Much like the English Scheme of Arrangement which has become a popular debt restructuring solution for international debtors, the English High Court is an attractive forum for insolvency litigation thanks to the potent combination of wide-ranging powers available to Insolvency Practitioners (IPs) under the Insolvency Act 1986, and the increasing availability of litigation funding arrangements in the London market.
Transaction which prefer related party creditors or which are at an undervalue or otherwise result in serious prejudice to creditors may be clawed back in the right circumstances. Many of these remedies are capable of having extra-territorial effect. In other words they can be used to support the efforts of an overseas IP who is recognised by the English courts, and may be sought against a defendant who is outside the jurisdiction.

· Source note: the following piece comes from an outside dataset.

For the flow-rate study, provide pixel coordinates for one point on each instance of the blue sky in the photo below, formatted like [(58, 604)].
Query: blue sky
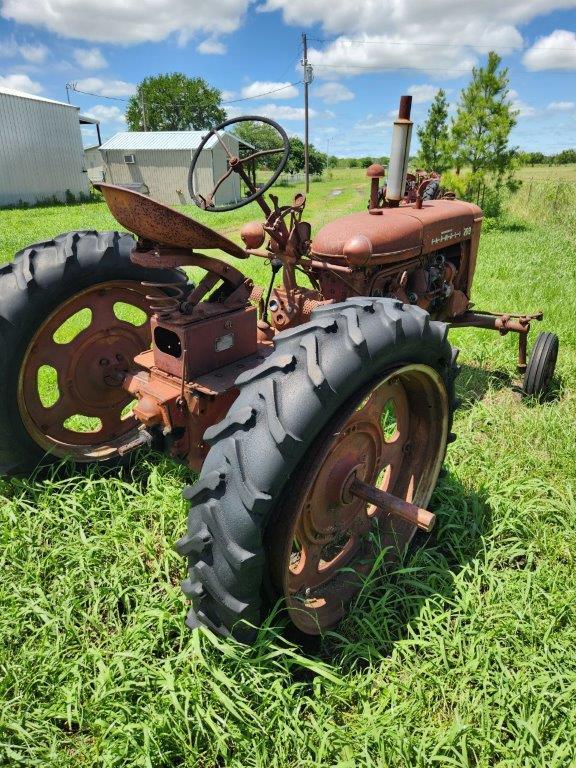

In the last few years, the growth of litigation funding has made insolvency litigation even more accessible. The prevalence of litigation funders demonstrates the confidence they have in the English systems, its courts, judges and infrastructure, along with lawyers and experts to get these claims up and running, and if necessary pursue them to trial.
Litigation funders are becoming even more sophisticated in the way they fund cases and limiting the risk that an IP or litigant might be exposed to. Having previously focused on single disputes with considerable upfront work put into assessing the chances of a successful outcome, many litigation funders are now looking to fund a portfolio of cases, thereby spreading their overall risk as well as the upfront costs across a number of matters.
The one spanner in the works is that as of April of this year, the so-called ‘LASPO Insolvency Exemption’ has come to an end, meaning IPs can no longer recover the success fee component of a conditional fee arrangement nor after the event insurance premiums (unless the arrangement/policy was entered into prior to April 2016). This means that the solicitors’ success fee (if any) is a drain on creditors’ overall returns, and therefore a disincentive to litigate.
Despite this unwelcome development, there is a widespread expectation that litigation funding will continue to grow in size and appeal. Investors are already starting to appreciate that money invested in litigation claims is a viable alternative investment, and litigation funders are flush with cash and looking for suitable claims to fund.
This will help to secure England’s positon as a primary centre for insolvency litigation.